When the oil industry and its henchmen assault safeguards, they roll out standard talking points about saving jobs or improving America’s energy independence. But none of that applies here. This just is a case of abandoning transparency and corporate accountability at the behest of the fossil fuel industry.
Simply put, the repeal of the SEC rule is an attack on global good governance and a breakdown of good governance here in the United States. Even as the Congressional Review Act resolution repealing the measure was under consideration, Senator Lugar lamented to Politico, “It would be a real tragedy for democracy and human rights [if the SEC rule were repealed]….It’s hard to believe this would be such a high priority right now.”
And on the Senate floor, Senator Sherrod Brown (D-OH) recounted how the dictatorial leader of Equatorial Guinea directed the deposit of hundreds of millions of petrodollars meant for his people straight from Exxon’s bank account to his own. Stories like these—tragic tales of corruption and abuse—are exactly what the SEC rule was intended to prevent.
Since the repeal offers no identifiable benefit to the American citizen, the only logical way to explain how it came to be the first policy bill signed into law by Donald Trump is that Big Oil wanted it. And they told the GOP to jump.
That the Republican Leadership prioritized this assault at the behest of Big Oil may not be a surprise. But it should be a clear signal to the public that Republican leaders, Trump, and his Fossil Fuel Cabinet are putting polluters above taxpayers, public health, and transparent foreign policy.

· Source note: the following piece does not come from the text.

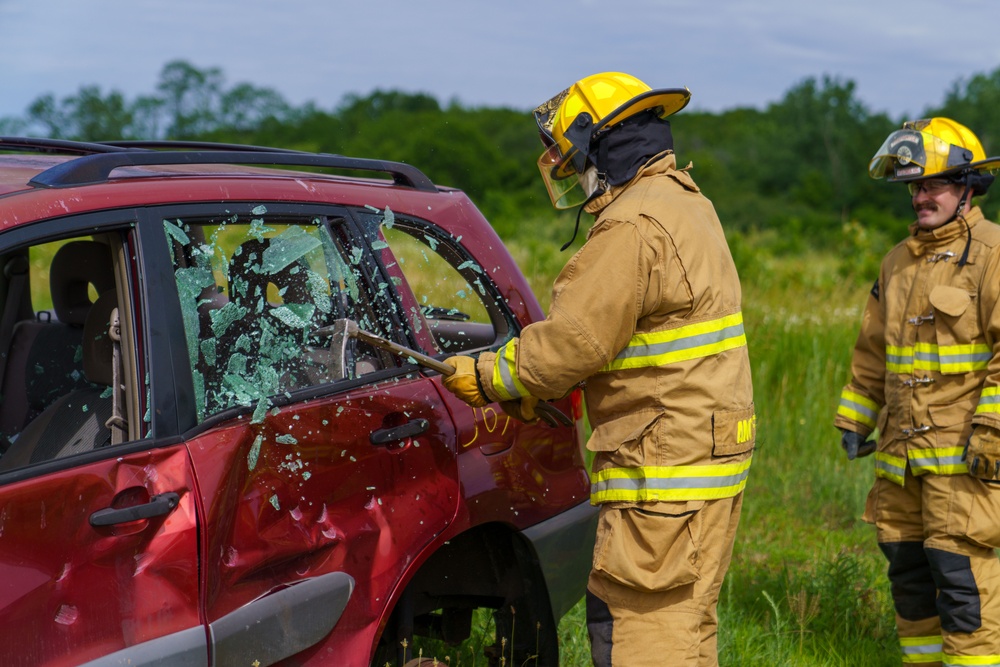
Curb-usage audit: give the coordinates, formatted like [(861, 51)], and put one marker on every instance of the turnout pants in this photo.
[(655, 581), (939, 533)]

Indeed, Politico reported earlier this month that ExxonMobil’s former CEO, now Secretary of State Rex Tillerson, took the unusual step of traveling to Washington to personally lobby the Republican co-sponsor of the provision during deliberations over the 2010 Dodd-Frank bill. According to Politico, “He also explained that the provision would make it especially difficult for Exxon to do business in Russia, where, as he did not need to explain, the government takes a rather active interest in the oil industry.”
This should be alarming to all Americans—not just those concerned about the environmental costs of continued expansion of fossil fuel extraction. Tillerson’s confirmation raised questions of whether he would act in the interest of the American people, or continue to put Exxon—and even Russia—first. The President and Republican Congress do not intend to do so, if their repeal of this common sense SEC rule is any indication of where they are heading.